Another good suggestion ... thanks BPJ.
On Monday, June 22, 2015 at 11:58:10 PM UTC+9:30, BP Jonsson wrote:
I just downloaded and installed the current tidy5 from
<http://www.htacg.org/binaries/> There were some harmless
warnings about missing metadata which I inspected and ignored.
You call it as tidy5 instead of tidy.
> Den 2015-06-22 04:57, Geoff Russell skrev:
> >
> >
> > On Monday, June 22, 2015 at 11:56:23 AM UTC+9:30, Daniel Staal wrote:
> >>
> >> [snip]
> >>
> >> --As for the rest, it is mine.
> >>
> >> Since you're already using Perl, I have a quick one: Feed the text through
> >> Text::Wrap first. A couple of extra lines in your script should fix the
> >> problem:
> >>
> >
> > Thank Daniel ... definitely worth investigating, but I'm a little worried
> > that breaking at
> > word boundaries might break html tags in weird places. Perhaps I need to
> > check html
> > syntax details first.
> I would use HTML Tidy. There are some useful links on its WP
> page: <https://en.wikipedia.org/wiki/HTML_Tidy>. If you are on
> something Unixish it should be easy to install. In the Ubuntu
> repo it's simply called "tidy". You will get a slightly old
> version, but that shouldn't affect most normal use cases. It has
> an option exactly for this, presumably designed not to break
> anywhere harmful:
> | --wrap
> | Type: Integer
> | Default: 68
> | Example: 0 (no wrapping), 1, 2, ...
> | This option specifies the right margin Tidy uses for line wrapping.
> Tidy tries to wrap lines so that they do not exceed this length.
> Set wrap to zero if you want to disable line wrapping.

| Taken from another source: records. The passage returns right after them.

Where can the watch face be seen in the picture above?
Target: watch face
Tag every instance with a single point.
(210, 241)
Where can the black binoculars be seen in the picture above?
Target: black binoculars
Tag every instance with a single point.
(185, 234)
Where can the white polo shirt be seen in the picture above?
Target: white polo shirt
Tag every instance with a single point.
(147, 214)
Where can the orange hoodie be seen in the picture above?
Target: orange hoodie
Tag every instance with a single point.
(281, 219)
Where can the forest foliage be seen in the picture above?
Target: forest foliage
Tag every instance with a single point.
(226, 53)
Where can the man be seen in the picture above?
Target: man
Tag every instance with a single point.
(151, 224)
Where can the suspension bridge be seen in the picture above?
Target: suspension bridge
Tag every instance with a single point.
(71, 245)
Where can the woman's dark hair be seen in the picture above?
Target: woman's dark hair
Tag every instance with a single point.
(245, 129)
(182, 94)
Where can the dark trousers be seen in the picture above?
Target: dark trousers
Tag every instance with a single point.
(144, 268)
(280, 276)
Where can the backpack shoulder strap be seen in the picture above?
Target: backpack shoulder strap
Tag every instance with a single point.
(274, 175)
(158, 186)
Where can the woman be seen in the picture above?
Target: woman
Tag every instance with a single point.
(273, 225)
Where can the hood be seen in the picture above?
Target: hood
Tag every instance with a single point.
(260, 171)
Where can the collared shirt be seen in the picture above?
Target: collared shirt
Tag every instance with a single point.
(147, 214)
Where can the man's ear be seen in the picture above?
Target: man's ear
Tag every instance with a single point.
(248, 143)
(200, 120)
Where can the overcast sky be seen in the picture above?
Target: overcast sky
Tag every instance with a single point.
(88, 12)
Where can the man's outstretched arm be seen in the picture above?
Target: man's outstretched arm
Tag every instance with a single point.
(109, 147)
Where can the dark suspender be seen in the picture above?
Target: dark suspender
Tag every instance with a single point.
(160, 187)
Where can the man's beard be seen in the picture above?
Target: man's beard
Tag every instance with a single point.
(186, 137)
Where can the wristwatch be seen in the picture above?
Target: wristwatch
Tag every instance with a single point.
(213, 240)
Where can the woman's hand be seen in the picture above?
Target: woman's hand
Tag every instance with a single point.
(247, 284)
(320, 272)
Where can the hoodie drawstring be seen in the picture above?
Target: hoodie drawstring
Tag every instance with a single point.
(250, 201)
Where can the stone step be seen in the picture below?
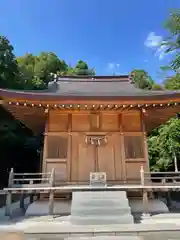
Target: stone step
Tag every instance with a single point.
(101, 220)
(101, 210)
(103, 238)
(100, 195)
(98, 202)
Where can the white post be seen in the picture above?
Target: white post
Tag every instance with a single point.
(142, 175)
(51, 194)
(9, 194)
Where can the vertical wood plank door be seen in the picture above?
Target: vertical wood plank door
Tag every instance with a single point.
(106, 158)
(83, 159)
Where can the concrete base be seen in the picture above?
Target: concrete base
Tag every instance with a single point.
(39, 208)
(155, 206)
(100, 208)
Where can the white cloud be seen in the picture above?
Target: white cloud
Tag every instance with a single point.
(154, 41)
(113, 66)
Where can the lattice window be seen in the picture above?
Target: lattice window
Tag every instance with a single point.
(134, 147)
(57, 147)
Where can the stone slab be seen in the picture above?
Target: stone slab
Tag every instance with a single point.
(40, 207)
(104, 238)
(101, 220)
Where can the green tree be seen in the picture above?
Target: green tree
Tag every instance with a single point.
(172, 42)
(173, 83)
(164, 146)
(82, 68)
(141, 79)
(9, 71)
(36, 70)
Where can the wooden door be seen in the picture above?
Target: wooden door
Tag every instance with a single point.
(106, 158)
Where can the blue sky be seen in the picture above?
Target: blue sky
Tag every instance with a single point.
(112, 36)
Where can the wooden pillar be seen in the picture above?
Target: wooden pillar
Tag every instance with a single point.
(69, 159)
(122, 146)
(168, 199)
(9, 194)
(22, 197)
(145, 203)
(51, 194)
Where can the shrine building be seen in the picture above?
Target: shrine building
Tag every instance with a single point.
(93, 124)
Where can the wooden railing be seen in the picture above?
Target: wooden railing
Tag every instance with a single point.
(28, 180)
(164, 178)
(40, 183)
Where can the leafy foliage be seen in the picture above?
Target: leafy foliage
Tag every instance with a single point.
(173, 83)
(172, 42)
(164, 145)
(141, 79)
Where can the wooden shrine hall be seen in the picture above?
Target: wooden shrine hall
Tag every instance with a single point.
(93, 124)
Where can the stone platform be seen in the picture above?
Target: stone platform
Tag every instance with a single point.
(100, 208)
(61, 207)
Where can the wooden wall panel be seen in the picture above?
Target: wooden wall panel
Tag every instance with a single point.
(131, 122)
(133, 169)
(106, 161)
(80, 122)
(57, 147)
(60, 169)
(134, 147)
(118, 157)
(57, 122)
(74, 157)
(110, 122)
(86, 160)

> If you are on something Unixish you should say
> `man -H<browser> tidy`, where `<browser>` is the name of your
> favorite web browser, and read its manual in the comfort of said
> browser. Be careful with the --write-back option since there is
> no backup option!
> The Perl wrapper around HTML Tidy is less useful now, since it
> needs you to build its own fork of tidylib,which never
> succeeded for me. I have run it successfully with Capture::Tiny
> though.
> A custom config file is most useful when doing that!
> /bpj